# Show Sheep Breeds



## farmchick (Mar 12, 2011)

My family's getting some sheep that I will show in a county fair in Nebraska, as part of 4H.
We don't have many breeders that won't step down off of their high horse and sell reasonably priced lambs, so we have to get them from our salebarn.
Anyway, I was wondering what breeds of sheep do best in the show ring? We'll only have a couple options at the auction (if any). What would you suggest?


----------



## cattlecait (Mar 13, 2011)

If you're going for a market lamb, the ones that tend to show the best are Suffolks, Hampshires, or a cross of the two. White faced market lambs tend to be Rambouliette (I don't think I spelled that right) or Dorsets, but a blackface will nearly always outshow a whiteface.

That being said, if you just want to show breeding stock, pick a breed and run with it.

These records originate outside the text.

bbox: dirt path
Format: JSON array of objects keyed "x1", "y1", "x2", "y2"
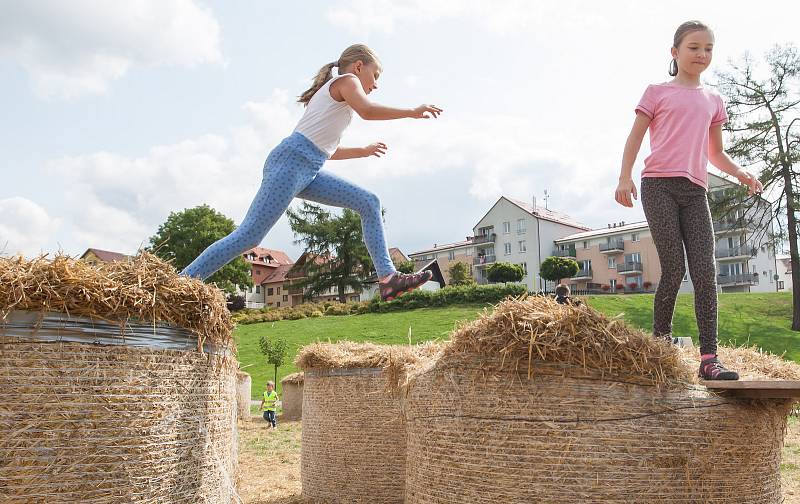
[{"x1": 237, "y1": 414, "x2": 800, "y2": 503}]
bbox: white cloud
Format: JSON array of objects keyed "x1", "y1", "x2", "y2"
[
  {"x1": 0, "y1": 0, "x2": 222, "y2": 99},
  {"x1": 46, "y1": 90, "x2": 303, "y2": 255},
  {"x1": 326, "y1": 0, "x2": 599, "y2": 36},
  {"x1": 0, "y1": 197, "x2": 61, "y2": 257}
]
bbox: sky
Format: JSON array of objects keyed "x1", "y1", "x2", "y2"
[{"x1": 2, "y1": 0, "x2": 800, "y2": 262}]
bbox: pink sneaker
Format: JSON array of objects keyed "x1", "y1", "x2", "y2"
[{"x1": 379, "y1": 271, "x2": 433, "y2": 301}]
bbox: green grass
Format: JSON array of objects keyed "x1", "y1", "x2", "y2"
[
  {"x1": 236, "y1": 304, "x2": 488, "y2": 398},
  {"x1": 236, "y1": 293, "x2": 800, "y2": 399}
]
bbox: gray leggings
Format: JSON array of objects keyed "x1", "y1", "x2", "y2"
[{"x1": 641, "y1": 177, "x2": 718, "y2": 355}]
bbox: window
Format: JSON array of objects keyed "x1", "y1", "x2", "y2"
[
  {"x1": 255, "y1": 286, "x2": 261, "y2": 294},
  {"x1": 518, "y1": 240, "x2": 527, "y2": 253},
  {"x1": 609, "y1": 279, "x2": 616, "y2": 290},
  {"x1": 583, "y1": 241, "x2": 589, "y2": 249},
  {"x1": 466, "y1": 247, "x2": 473, "y2": 256},
  {"x1": 517, "y1": 218, "x2": 526, "y2": 234},
  {"x1": 504, "y1": 243, "x2": 512, "y2": 255},
  {"x1": 277, "y1": 287, "x2": 281, "y2": 295},
  {"x1": 778, "y1": 280, "x2": 785, "y2": 290},
  {"x1": 448, "y1": 250, "x2": 455, "y2": 260},
  {"x1": 624, "y1": 252, "x2": 641, "y2": 264},
  {"x1": 631, "y1": 233, "x2": 640, "y2": 242},
  {"x1": 503, "y1": 221, "x2": 511, "y2": 234},
  {"x1": 283, "y1": 295, "x2": 288, "y2": 302},
  {"x1": 608, "y1": 257, "x2": 616, "y2": 268},
  {"x1": 277, "y1": 302, "x2": 281, "y2": 307},
  {"x1": 267, "y1": 287, "x2": 274, "y2": 296}
]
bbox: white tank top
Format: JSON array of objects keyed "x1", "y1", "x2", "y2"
[{"x1": 294, "y1": 73, "x2": 356, "y2": 157}]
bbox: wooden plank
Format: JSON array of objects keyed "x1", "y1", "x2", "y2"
[{"x1": 701, "y1": 380, "x2": 800, "y2": 399}]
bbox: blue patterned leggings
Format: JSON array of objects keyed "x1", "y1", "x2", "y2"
[{"x1": 182, "y1": 132, "x2": 396, "y2": 280}]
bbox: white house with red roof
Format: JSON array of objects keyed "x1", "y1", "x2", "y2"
[{"x1": 79, "y1": 248, "x2": 131, "y2": 264}]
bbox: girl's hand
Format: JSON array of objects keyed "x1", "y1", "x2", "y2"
[
  {"x1": 411, "y1": 104, "x2": 443, "y2": 119},
  {"x1": 615, "y1": 178, "x2": 638, "y2": 207},
  {"x1": 363, "y1": 142, "x2": 387, "y2": 158},
  {"x1": 737, "y1": 171, "x2": 763, "y2": 196}
]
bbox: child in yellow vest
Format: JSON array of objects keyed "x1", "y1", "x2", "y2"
[{"x1": 260, "y1": 381, "x2": 279, "y2": 429}]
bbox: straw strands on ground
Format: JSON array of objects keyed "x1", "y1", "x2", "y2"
[{"x1": 0, "y1": 252, "x2": 233, "y2": 348}]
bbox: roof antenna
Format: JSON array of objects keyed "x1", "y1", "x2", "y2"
[{"x1": 543, "y1": 189, "x2": 550, "y2": 210}]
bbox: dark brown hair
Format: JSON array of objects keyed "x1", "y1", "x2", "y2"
[{"x1": 669, "y1": 20, "x2": 712, "y2": 76}]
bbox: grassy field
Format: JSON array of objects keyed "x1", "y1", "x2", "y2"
[{"x1": 236, "y1": 292, "x2": 799, "y2": 398}]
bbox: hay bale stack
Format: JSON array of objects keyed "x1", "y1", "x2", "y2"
[
  {"x1": 280, "y1": 372, "x2": 304, "y2": 421},
  {"x1": 402, "y1": 296, "x2": 796, "y2": 504},
  {"x1": 0, "y1": 253, "x2": 238, "y2": 503},
  {"x1": 236, "y1": 370, "x2": 253, "y2": 420},
  {"x1": 297, "y1": 341, "x2": 441, "y2": 504}
]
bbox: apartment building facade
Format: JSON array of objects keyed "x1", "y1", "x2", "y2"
[{"x1": 409, "y1": 196, "x2": 590, "y2": 291}]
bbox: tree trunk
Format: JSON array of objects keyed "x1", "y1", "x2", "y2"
[
  {"x1": 338, "y1": 282, "x2": 347, "y2": 304},
  {"x1": 274, "y1": 365, "x2": 278, "y2": 387},
  {"x1": 783, "y1": 174, "x2": 800, "y2": 330}
]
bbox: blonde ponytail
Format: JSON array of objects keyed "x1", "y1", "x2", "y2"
[{"x1": 297, "y1": 44, "x2": 381, "y2": 106}]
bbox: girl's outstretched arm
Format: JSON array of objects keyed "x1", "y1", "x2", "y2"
[
  {"x1": 615, "y1": 111, "x2": 651, "y2": 207},
  {"x1": 708, "y1": 125, "x2": 763, "y2": 195},
  {"x1": 330, "y1": 142, "x2": 387, "y2": 160},
  {"x1": 337, "y1": 76, "x2": 442, "y2": 120}
]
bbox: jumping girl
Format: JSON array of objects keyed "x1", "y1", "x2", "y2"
[
  {"x1": 614, "y1": 21, "x2": 763, "y2": 380},
  {"x1": 183, "y1": 44, "x2": 442, "y2": 301}
]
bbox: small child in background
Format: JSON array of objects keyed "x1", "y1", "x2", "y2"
[
  {"x1": 260, "y1": 381, "x2": 279, "y2": 429},
  {"x1": 554, "y1": 284, "x2": 582, "y2": 306}
]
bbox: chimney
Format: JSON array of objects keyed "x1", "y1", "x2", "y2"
[{"x1": 607, "y1": 224, "x2": 611, "y2": 228}]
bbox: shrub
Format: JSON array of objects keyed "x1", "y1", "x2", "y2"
[{"x1": 601, "y1": 285, "x2": 610, "y2": 292}]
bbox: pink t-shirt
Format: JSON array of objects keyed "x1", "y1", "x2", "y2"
[{"x1": 636, "y1": 83, "x2": 728, "y2": 189}]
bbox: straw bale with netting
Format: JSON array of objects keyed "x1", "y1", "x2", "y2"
[
  {"x1": 297, "y1": 341, "x2": 442, "y2": 504},
  {"x1": 402, "y1": 296, "x2": 797, "y2": 504},
  {"x1": 0, "y1": 253, "x2": 239, "y2": 503},
  {"x1": 280, "y1": 372, "x2": 305, "y2": 421}
]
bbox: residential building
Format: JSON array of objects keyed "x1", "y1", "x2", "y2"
[
  {"x1": 239, "y1": 247, "x2": 294, "y2": 308},
  {"x1": 80, "y1": 248, "x2": 131, "y2": 264},
  {"x1": 409, "y1": 196, "x2": 590, "y2": 291},
  {"x1": 285, "y1": 252, "x2": 363, "y2": 305},
  {"x1": 554, "y1": 221, "x2": 658, "y2": 293},
  {"x1": 408, "y1": 238, "x2": 475, "y2": 285},
  {"x1": 554, "y1": 173, "x2": 778, "y2": 294},
  {"x1": 707, "y1": 173, "x2": 777, "y2": 293},
  {"x1": 776, "y1": 256, "x2": 794, "y2": 293}
]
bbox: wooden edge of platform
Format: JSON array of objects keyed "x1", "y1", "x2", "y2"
[{"x1": 700, "y1": 380, "x2": 800, "y2": 399}]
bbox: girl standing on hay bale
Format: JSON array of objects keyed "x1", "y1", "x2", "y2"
[
  {"x1": 182, "y1": 44, "x2": 439, "y2": 301},
  {"x1": 614, "y1": 21, "x2": 763, "y2": 380}
]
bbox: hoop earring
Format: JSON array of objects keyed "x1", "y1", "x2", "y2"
[{"x1": 669, "y1": 59, "x2": 678, "y2": 76}]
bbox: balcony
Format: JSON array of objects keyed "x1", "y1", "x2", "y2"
[
  {"x1": 713, "y1": 219, "x2": 748, "y2": 233},
  {"x1": 473, "y1": 255, "x2": 496, "y2": 266},
  {"x1": 552, "y1": 247, "x2": 577, "y2": 258},
  {"x1": 715, "y1": 246, "x2": 756, "y2": 261},
  {"x1": 717, "y1": 273, "x2": 759, "y2": 286},
  {"x1": 572, "y1": 268, "x2": 593, "y2": 280},
  {"x1": 472, "y1": 233, "x2": 496, "y2": 244},
  {"x1": 599, "y1": 240, "x2": 625, "y2": 254},
  {"x1": 617, "y1": 261, "x2": 643, "y2": 275}
]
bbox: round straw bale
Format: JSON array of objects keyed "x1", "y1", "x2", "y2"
[
  {"x1": 404, "y1": 355, "x2": 792, "y2": 504},
  {"x1": 280, "y1": 372, "x2": 304, "y2": 421},
  {"x1": 297, "y1": 341, "x2": 441, "y2": 504},
  {"x1": 236, "y1": 370, "x2": 253, "y2": 420},
  {"x1": 0, "y1": 254, "x2": 239, "y2": 503},
  {"x1": 401, "y1": 297, "x2": 795, "y2": 503}
]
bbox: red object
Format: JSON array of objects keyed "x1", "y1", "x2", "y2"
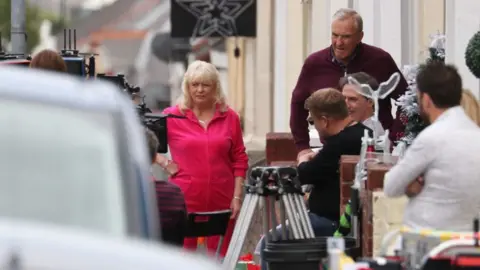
[
  {"x1": 367, "y1": 145, "x2": 375, "y2": 153},
  {"x1": 455, "y1": 256, "x2": 480, "y2": 267},
  {"x1": 0, "y1": 59, "x2": 30, "y2": 66},
  {"x1": 163, "y1": 104, "x2": 248, "y2": 256},
  {"x1": 384, "y1": 256, "x2": 403, "y2": 262},
  {"x1": 239, "y1": 253, "x2": 254, "y2": 261}
]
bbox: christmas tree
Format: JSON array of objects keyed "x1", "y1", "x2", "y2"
[
  {"x1": 465, "y1": 30, "x2": 480, "y2": 79},
  {"x1": 395, "y1": 34, "x2": 445, "y2": 146}
]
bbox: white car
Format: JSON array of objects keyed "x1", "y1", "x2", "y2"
[
  {"x1": 0, "y1": 66, "x2": 159, "y2": 240},
  {"x1": 0, "y1": 218, "x2": 221, "y2": 270}
]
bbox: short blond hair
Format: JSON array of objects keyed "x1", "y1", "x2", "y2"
[
  {"x1": 305, "y1": 88, "x2": 349, "y2": 120},
  {"x1": 177, "y1": 60, "x2": 227, "y2": 113},
  {"x1": 461, "y1": 89, "x2": 480, "y2": 126}
]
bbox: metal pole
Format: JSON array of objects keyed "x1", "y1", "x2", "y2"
[{"x1": 11, "y1": 0, "x2": 27, "y2": 54}]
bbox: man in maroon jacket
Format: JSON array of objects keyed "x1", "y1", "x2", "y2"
[
  {"x1": 145, "y1": 128, "x2": 187, "y2": 247},
  {"x1": 290, "y1": 8, "x2": 408, "y2": 158}
]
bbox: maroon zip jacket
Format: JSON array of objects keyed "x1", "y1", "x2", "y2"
[
  {"x1": 154, "y1": 178, "x2": 187, "y2": 247},
  {"x1": 290, "y1": 43, "x2": 408, "y2": 152}
]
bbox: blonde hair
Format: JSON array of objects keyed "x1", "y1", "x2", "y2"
[
  {"x1": 461, "y1": 89, "x2": 480, "y2": 126},
  {"x1": 177, "y1": 60, "x2": 227, "y2": 113}
]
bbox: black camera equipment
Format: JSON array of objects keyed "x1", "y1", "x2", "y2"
[
  {"x1": 60, "y1": 29, "x2": 96, "y2": 78},
  {"x1": 0, "y1": 32, "x2": 31, "y2": 66},
  {"x1": 97, "y1": 73, "x2": 185, "y2": 154},
  {"x1": 97, "y1": 73, "x2": 127, "y2": 90}
]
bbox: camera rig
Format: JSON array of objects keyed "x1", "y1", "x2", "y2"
[
  {"x1": 97, "y1": 73, "x2": 185, "y2": 154},
  {"x1": 0, "y1": 32, "x2": 31, "y2": 66},
  {"x1": 59, "y1": 29, "x2": 96, "y2": 78}
]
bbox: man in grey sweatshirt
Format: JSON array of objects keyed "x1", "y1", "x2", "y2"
[{"x1": 384, "y1": 62, "x2": 480, "y2": 231}]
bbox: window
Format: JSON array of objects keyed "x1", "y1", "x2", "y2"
[{"x1": 0, "y1": 99, "x2": 126, "y2": 236}]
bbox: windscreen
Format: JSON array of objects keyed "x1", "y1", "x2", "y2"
[{"x1": 0, "y1": 98, "x2": 126, "y2": 236}]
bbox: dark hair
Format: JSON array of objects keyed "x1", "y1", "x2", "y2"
[
  {"x1": 416, "y1": 62, "x2": 462, "y2": 108},
  {"x1": 145, "y1": 128, "x2": 159, "y2": 164},
  {"x1": 338, "y1": 72, "x2": 379, "y2": 91},
  {"x1": 30, "y1": 49, "x2": 67, "y2": 73},
  {"x1": 305, "y1": 88, "x2": 349, "y2": 120}
]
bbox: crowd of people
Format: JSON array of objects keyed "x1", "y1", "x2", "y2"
[{"x1": 22, "y1": 6, "x2": 480, "y2": 268}]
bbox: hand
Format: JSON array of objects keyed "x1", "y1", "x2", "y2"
[
  {"x1": 155, "y1": 154, "x2": 179, "y2": 176},
  {"x1": 297, "y1": 149, "x2": 313, "y2": 161},
  {"x1": 230, "y1": 197, "x2": 241, "y2": 219},
  {"x1": 298, "y1": 151, "x2": 316, "y2": 164},
  {"x1": 406, "y1": 176, "x2": 424, "y2": 198},
  {"x1": 303, "y1": 192, "x2": 310, "y2": 203}
]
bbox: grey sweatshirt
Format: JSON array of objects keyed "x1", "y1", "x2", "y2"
[{"x1": 384, "y1": 106, "x2": 480, "y2": 231}]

There are plenty of beautiful sheep breeds that would do nicely in the show ring as breeding stock but that can't compete with club lambs for market competitions.


----------



## goodhors (Mar 14, 2011)

Have to agree, for 4-H Market Lamb competition, the black-face, black-legged will almost always win.  Judges will usually place you in Showmanship (not first), but not in the Market classes with a white-face lamb.  Anything white-faced would have to be stupendous for first or Grand as a Market animal.  You should check for a Sheep Breeder's site in your state, find names and phone numbers for calling about market lambs.  Better bred, better "type" in body style, probably will cost you more than auction lambs.  But you know what kind of product you will be ending up with from a breeder.  Any lamb from the sale could look good at young age, then not develop well with age.  Good producers will brag of their lambs winning at various shows, Fairs, so you know the judges liked the product lamb.  Early birthday is better for early Fair dates.

You need to watch costs, very easy to put more into lamb with feed cost, than you will net back at the meat auction of fair.  Just listening to the kids in our group talk about their feeding, I KNOW they have invested more than they make back selling unless they make Grand or Reserve.

We graze our lambs with some feed daily.  Feed is made of mixing oats, cracked corn, lamb pellets.  Ours seem to "make weight" for a nice finish at Fair.  Most desirable weight is 130-140# here.  Lots of daily exercise is needed to get lambs hard bodied the way judges like ithem.  Exercise here is from daily walking, working up to about a mile and a half daily in the big field.  You can poke them, no give at all in the haunches, body, all muscle with fat well distributed thru meat.  That is what wins in the meat ring.

Breeding sheep are judged on correctness of build, quality of fleece if a wool sheep, but not often fitness.  They don't want to see fat, but they are not hard bodied from exercise.  You buy good registered stock, they will do well in the ring.  Again, do a internet search for your choice of breed in your state, for names and numbers to call for shopping to buy.


----------